A Chinese consortium led by China Minmetals Corporation has said it will pay $5.85 billion for a giant Peruvian copper mine owned by Glencore Xstrata PLC. The group will also pay all development costs for the Las Bambas mine from the beginning of 2014 until the deal closes in September—costs that have already amounted to $400 million, according to the New York Times.
Through subsidiary MMG Limited, Minmetals will control a 62.5 percent stake in Las Bambas, while China state-owned firms Guoxin International Investment Corp. and CITIC Metal Co. will hold 22.5 and 15 percent stakes, respectively.

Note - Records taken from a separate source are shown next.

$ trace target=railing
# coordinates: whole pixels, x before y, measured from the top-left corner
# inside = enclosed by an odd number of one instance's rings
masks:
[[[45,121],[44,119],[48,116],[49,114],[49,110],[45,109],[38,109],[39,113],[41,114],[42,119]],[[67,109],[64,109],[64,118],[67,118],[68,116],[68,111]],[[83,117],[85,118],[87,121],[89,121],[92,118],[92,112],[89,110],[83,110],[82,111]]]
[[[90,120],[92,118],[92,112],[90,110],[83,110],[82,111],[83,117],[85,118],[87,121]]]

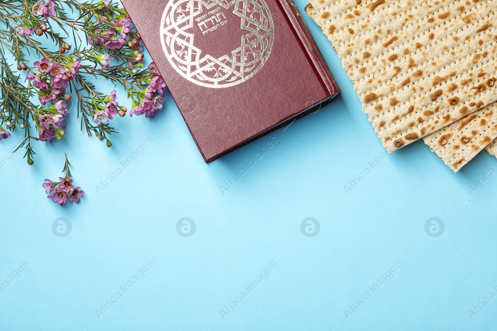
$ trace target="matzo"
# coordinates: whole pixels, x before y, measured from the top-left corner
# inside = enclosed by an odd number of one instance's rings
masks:
[[[389,152],[497,100],[491,0],[310,2]]]
[[[497,157],[497,138],[493,140],[492,142],[485,147],[485,150],[492,155],[494,155],[496,157]]]
[[[496,137],[497,102],[494,102],[423,140],[445,164],[457,172]]]

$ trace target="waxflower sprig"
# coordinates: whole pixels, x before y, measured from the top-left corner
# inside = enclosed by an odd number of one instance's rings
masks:
[[[75,202],[80,202],[80,198],[83,196],[84,192],[80,187],[75,187],[74,181],[71,178],[69,170],[70,164],[66,156],[66,163],[64,164],[62,172],[66,172],[66,177],[59,177],[58,182],[54,182],[50,179],[45,179],[43,183],[43,188],[48,195],[47,198],[51,198],[52,200],[59,204],[65,203],[68,201]]]
[[[130,116],[150,118],[162,108],[166,84],[153,63],[144,67],[141,38],[120,5],[108,0],[0,1],[0,140],[24,130],[17,148],[26,148],[29,164],[32,141],[63,139],[70,113],[81,116],[89,136],[112,146],[109,136],[117,132],[111,122],[128,109],[115,89],[98,90],[96,79],[124,89]],[[38,60],[30,63],[33,55]]]

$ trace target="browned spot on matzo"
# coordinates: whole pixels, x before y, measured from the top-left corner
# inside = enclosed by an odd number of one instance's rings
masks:
[[[385,3],[385,0],[377,0],[372,3],[370,3],[367,5],[366,7],[369,8],[370,11],[373,11],[376,9],[377,7],[383,3]]]
[[[471,122],[472,121],[473,121],[478,117],[478,115],[474,114],[469,117],[465,117],[461,119],[461,120],[464,120],[461,122],[461,124],[459,125],[459,127],[457,128],[457,130],[462,130],[463,128],[464,128],[464,127],[466,126],[470,122]],[[466,118],[467,117],[467,118]],[[466,119],[464,120],[464,119]]]
[[[404,136],[404,137],[408,140],[415,140],[419,138],[419,135],[415,132],[412,132]]]

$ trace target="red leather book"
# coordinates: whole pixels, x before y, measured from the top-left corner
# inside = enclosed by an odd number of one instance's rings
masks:
[[[122,0],[206,162],[340,93],[285,0]]]

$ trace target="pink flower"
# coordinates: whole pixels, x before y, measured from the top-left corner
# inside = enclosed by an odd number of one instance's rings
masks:
[[[124,39],[117,38],[114,35],[111,35],[110,39],[108,40],[105,40],[103,42],[103,44],[109,48],[113,50],[118,50],[122,48],[124,46],[125,43],[126,43],[126,40]]]
[[[159,70],[157,69],[157,66],[155,65],[155,62],[152,62],[150,65],[149,65],[149,70],[150,70],[150,73],[153,75],[155,75],[156,76],[160,76],[161,74],[159,73]]]
[[[55,106],[55,110],[58,114],[64,116],[69,114],[69,110],[67,109],[67,104],[62,100],[57,101]]]
[[[154,89],[154,92],[157,92],[159,94],[164,94],[164,90],[166,86],[162,77],[156,76],[150,81],[150,87]]]
[[[26,36],[30,36],[33,33],[33,30],[31,28],[24,28],[22,27],[19,29],[17,31],[17,34],[19,36],[22,36],[22,35],[25,35]]]
[[[117,103],[117,101],[111,101],[105,105],[105,109],[104,110],[104,111],[107,114],[109,119],[113,119],[114,115],[117,114],[117,107],[118,106],[119,104]],[[102,122],[106,121],[103,121]]]
[[[40,127],[45,129],[50,128],[50,125],[54,123],[54,119],[50,115],[42,115],[39,119]]]
[[[50,69],[50,75],[52,77],[60,77],[66,72],[69,71],[68,68],[65,66],[62,66],[62,65],[60,63],[54,64],[53,66]]]
[[[10,132],[7,130],[4,130],[0,127],[0,139],[6,139],[10,135]]]
[[[48,84],[47,84],[46,82],[42,80],[37,75],[28,75],[26,78],[27,78],[28,80],[33,81],[33,85],[34,85],[35,87],[48,92]]]
[[[52,116],[52,118],[54,119],[54,126],[57,129],[60,129],[65,125],[64,123],[64,115],[56,114]]]
[[[59,184],[59,187],[57,189],[60,190],[63,192],[69,194],[72,193],[73,191],[74,190],[74,186],[73,185],[74,181],[73,180],[73,179],[63,178],[62,177],[59,177],[59,179],[61,180],[61,182]]]
[[[51,193],[55,188],[55,184],[54,184],[53,182],[48,179],[45,179],[45,181],[46,182],[46,183],[43,183],[43,188],[46,189],[45,192],[47,193],[47,194]]]
[[[80,202],[80,197],[83,197],[83,194],[84,194],[84,192],[83,190],[81,190],[81,188],[74,188],[74,191],[69,195],[69,201],[74,200],[74,202],[78,203]]]
[[[54,64],[52,61],[49,61],[48,59],[43,58],[41,61],[36,61],[33,64],[40,72],[50,72]]]
[[[105,53],[99,56],[99,57],[100,58],[100,64],[102,66],[102,68],[108,69],[110,67],[110,65],[109,64],[109,62],[112,61],[112,59],[110,55],[107,53]]]
[[[79,60],[77,60],[71,64],[69,70],[73,76],[76,76],[80,72],[80,68],[81,68],[81,62]]]
[[[50,129],[42,129],[38,132],[40,140],[42,141],[50,140],[55,136],[54,132]]]
[[[116,96],[115,90],[112,90],[112,91],[110,92],[110,94],[109,94],[109,98],[110,99],[111,101],[113,101],[114,100],[115,100],[117,98],[117,97]]]
[[[67,193],[61,191],[59,188],[55,189],[52,194],[49,195],[47,198],[51,198],[52,200],[59,204],[62,204],[67,200]]]
[[[133,117],[133,114],[136,114],[137,116],[139,116],[140,115],[143,115],[145,112],[145,110],[140,106],[140,104],[136,103],[134,101],[133,102],[133,106],[135,106],[133,108],[131,108],[131,110],[129,111],[129,116],[130,117]]]
[[[52,80],[50,86],[54,89],[65,89],[69,86],[69,78],[64,75],[57,75]]]
[[[93,122],[98,125],[100,122],[106,122],[109,120],[109,116],[107,113],[101,110],[99,110],[95,113],[93,117]]]
[[[114,29],[121,35],[121,38],[126,39],[128,38],[128,33],[131,31],[129,28],[131,25],[125,24],[124,22],[115,22],[116,25]]]
[[[55,2],[49,1],[46,3],[42,3],[43,0],[40,0],[33,5],[31,13],[33,15],[43,16],[46,19],[47,16],[55,15]]]

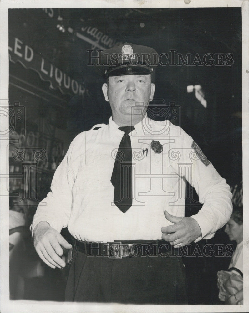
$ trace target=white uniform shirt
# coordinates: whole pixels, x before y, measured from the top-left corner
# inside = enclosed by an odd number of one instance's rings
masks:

The Las Bambas copper mine is projected to produce 460,000 metric tons of copper a year when it opens in 2015. The new source will feed China’s appetite for copper, which remains robust, even as economic growth there slows. According to the General Administration of Customs, China imported 3.2 million tons of copper metal and 10.1 million tons of copper ore and concentration in 2013.
If approved by China’s Ministry of Commerce (MOFCOM) and MMG’s shareholders, the transaction should lead to final merger approval for Glencore International PLC, a Swiss commodities trader, and Anglo-Swiss mining company Xstrata. The two corporations formally merged in May 2013, after China’s MOFCOM granted its conditional approval. One condition was that Glencore sell one of four mines it owned in Peru, Papua New Guinea, the Philippines, and Argentina.
MOFCOM’s decision to attach conditions to the Glencore Xstrata merger was in large part the result of China’s position as a major market for the two companies. The review process took nearly 14 months, considerably longer than the time it took other approval bodies including the European Commission and the US Department of Justice.